JWH-373

Legal status
- Legal status: CA: Schedule II; UK: Class B;

Identifiers
- IUPAC name [5-(2-butylphenyl)-1-pentylpyrrol-3-yl]-naphthalen-1-ylmethanone;
- CAS Number: 914458-37-0;
- PubChem CID: 44418316;
- ChemSpider: 23277894;
- CompTox Dashboard (EPA): DTXSID101336996 ;

Chemical and physical data
- Formula: C_{30}H_{33}NO
- Molar mass: 423.600 g·mol^{−1}
- 3D model (JSmol): Interactive image;
- SMILES O=C(C=1C=C(C=2C=CC(=CC2)CCCC)N(C1)CCCCC)C3=CC=CC=4C=CC=CC43;
- InChI InChI=1S/C30H33NO/c1-3-5-11-20-31-22-25(21-29(31)27-18-10-8-15-24(27)13-6-4-2)30(32)28-19-12-16-23-14-7-9-17-26(23)28/h7-10,12,14-19,21-22H,3-6,11,13,20H2,1-2H3; Key:LDGBUSJKRUNXPK-UHFFFAOYSA-N;

= JWH-373 =

Chemical compound

JWH-373 ([5-(2-butylphenyl)-1-pentylpyrrol-3-yl]-naphthalen-1-ylmethanone) is a synthetic cannabinoid from the naphthoylpyrrole family which acts as an agonist of the CB_{1} (K_{i} = 60 ± 3nM) and CB_{2} (K_{i} = 69 ± 2nM) receptors, with a slight selectivity for the former. JWH-373 was first synthesized in 2006 by John W. Huffman and colleagues to examine the nature of ligand binding to the CB_{1} receptor.

==Legality==
In the United States JWH-373 is not federally scheduled, although some states have passed legislation banning the sale, possession, and manufacture of JWH-373.

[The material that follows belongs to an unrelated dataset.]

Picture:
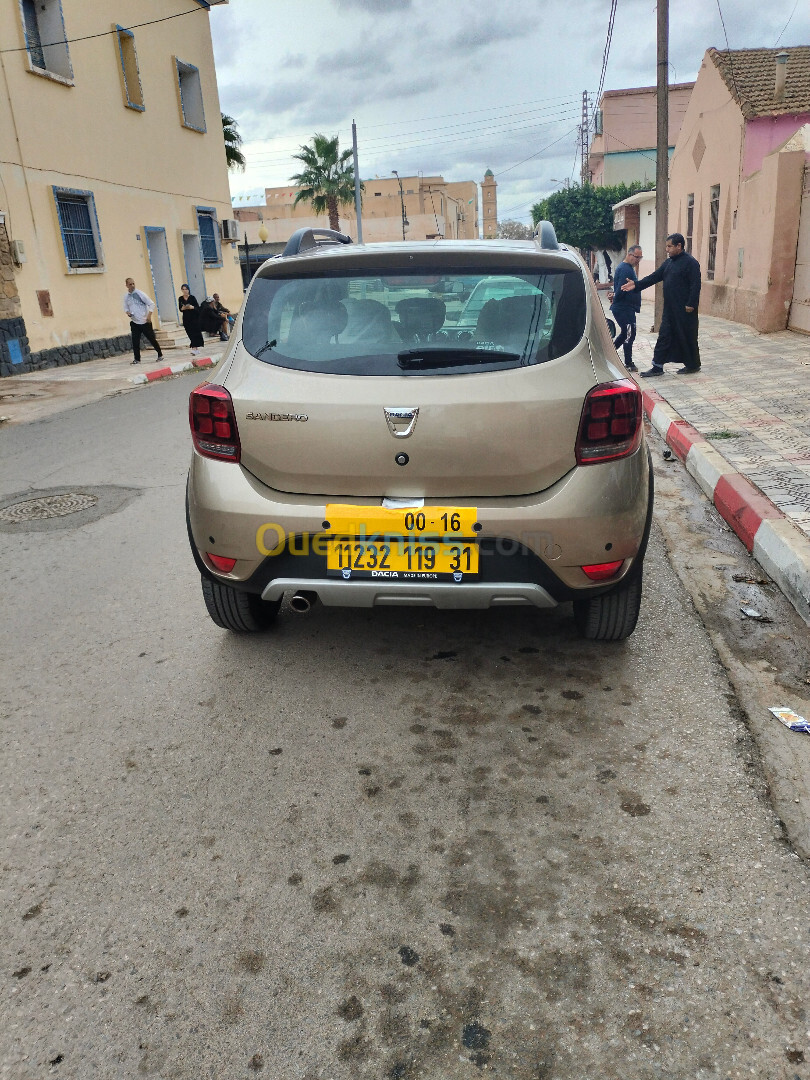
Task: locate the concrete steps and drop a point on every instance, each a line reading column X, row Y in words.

In Canada, JWH-373 and other naphthoylpyrrole-based cannabinoids are Schedule II controlled substances under the Controlled Drugs and Substances Act.

In the United Kingdom, JWH-373 and other naphthoylpyrrole-based cannabinoids are considered Class B drugs under the Misuse of Drugs Act 1971.